La plupart des défis les plus importants du cinéma québécois sont bien définis. Le manque de continuité dans le soutien aux cinéastes notamment (68% d'entre eux n'ont réalisé qu'un seul film depuis sept ans). Ou encore le désengagement progressif des télédiffuseurs dans le long métrage québécois. Le groupe enjoint au gouvernement de doter Télé-Québec d'une enveloppe spécifique pour l'acquisition et la promotion de longs métrages québécois et appelle Radio-Canada à en faire davantage pour notre cinéma.

Le président de la SODEC, François Macerola, qui quittera son poste le 29 novembre, aurait souhaité que son mandat soit prolongé de quelques mois, afin de veiller au suivi de ce rapport. «J'espère que le gouvernement aura du courage et décidera, dans toute sa sagesse, d'aller de l'avant avec certaines des recommandations», a-t-il déclaré hier, sur le ton du défi.

On se demande bien ce qu'il adviendra de ce document signé par des gens de cinéma de tous les horizons (l'acteur Michel Côté, les cinéastes Podz, Micheline Lanctôt et Anaïs Barbeau-Lavalette, notamment), auquel ont contribué une vingtaine d'organismes et d'associations.

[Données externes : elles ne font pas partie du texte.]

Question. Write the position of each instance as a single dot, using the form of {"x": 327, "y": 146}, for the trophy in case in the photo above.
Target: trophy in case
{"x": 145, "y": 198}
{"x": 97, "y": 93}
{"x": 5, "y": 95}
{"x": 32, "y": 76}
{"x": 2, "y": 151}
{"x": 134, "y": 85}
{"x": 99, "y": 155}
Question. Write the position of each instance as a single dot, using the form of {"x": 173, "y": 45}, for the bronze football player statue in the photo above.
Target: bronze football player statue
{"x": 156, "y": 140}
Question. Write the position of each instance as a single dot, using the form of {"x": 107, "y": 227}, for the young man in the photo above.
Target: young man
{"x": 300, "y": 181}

Ce n'est pas du côté de Maka Kotto, qui défend le milieu culturel auprès de son gouvernement avec l'aplomb d'une éponge de cuisine, qu'il faut espérer beaucoup de volonté politique. Il en est encore à brandir ce fameux «trou» de 1,6 milliard découvert il y a un an dans le budget pour justifier ses promesses électorales non tenues.

Le ministre ne pourra laisser toutes ces idées en plan. Elles sont le résultat de la réflexion sérieuse de gens dévoués et compétents. Espérons seulement qu'ils n'ont pas travaillé en vain.